Ever so vigilant for the elusive deer

By Alkali Springs correspondent

With hunting season over, we have heard the usual annual grumbling that all the really big deer have migrated to Beaver Creek Park where they are protected from being killed. We don't know about that but of late we have been seeing some really big bucks both in the park and on the road from Havre to the park. Every morning that we have traveled the road we have seen some just around dawn except for the mornings that the wind is blowing.

Those mornings we never see a deer anywhere. That leads us to the conclusion that deer don't like wind. Not that we blame them. Folks from Kalispell come over here to hunt and we hear them complain about their winds at home. We keep our mouth shut but when they get out of their rig at, say, Cut Bank on a normal windy day, then they realize what wind really is. Anyhow, where we travel, there do not seem to be any fewer deer after hunting season than there were before. So maybe the deer have gotten elusive or there are just loads and loads of deer in this country.

One fellow was telling us the other day that he saw a couple of bobcats in Beaver Creek Park. This is a real treat because usually those nocturnal animals are not seen, leading to much speculation as to just how the bobcat population is doing in the beautiful Bear Paws. He saw the animals, one on each side of the Beaver Creek Highway, just after dawn. It was a moment he will not forget for a long time.

It reminds us that if you spend enough time in the mountains or going up and down mountain roads, you are going to see lots and lots of wildlife. One winter day a few years ago we were traveling south on the Beaver Creek Highway just below Rotary Hill and along loped a deer beside our car with a huge eagle on its back. If that wasn't a sight for sore eyes. To this day we have not forgotten how that looked.

Or consider the time that we were in our tiny gray chalet high up on the mountain early one winter morning when a deer came bounding by chased by a coyote. Just up the hill from us, the coyote got the deer down and was poised for the kill. We, dressed in our pajamas, ran outside with a broom, got up close to the coyote and hit him over the head several times until he slunk away. The deer just lay there gasping for breath. The coyote had run him so far that he just gave up, exhausted. We saw a tiny bit of blood but not much so trudged back into the cabin. That afternoon, there he was eating some grass alongside of a snow patch and we think he did just fine.

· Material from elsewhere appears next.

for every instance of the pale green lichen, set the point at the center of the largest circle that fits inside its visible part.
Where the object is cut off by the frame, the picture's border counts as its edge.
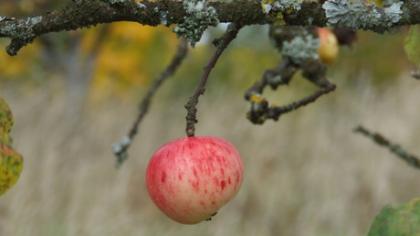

It was another time of being at the right place at the right time. We have learned the trick of that is to be out there as much as possible, traveling up and down roads, armed with camera, just looking around.

You try that and the rewards will be great. Maybe not the first day, but it will happen. Guaranteed.

Have you noticed the huge amount of geese flying overhead during the last couple of weeks? There are two theories as to why. Some say it is because we have only started to have winter and they had not yet left.

Others say we are going to have such a humdinger of a winter when it does come that everything is leaving. One lady out in the mountains reported that she even saw a flock of snow geese flying over. Now that is unusual.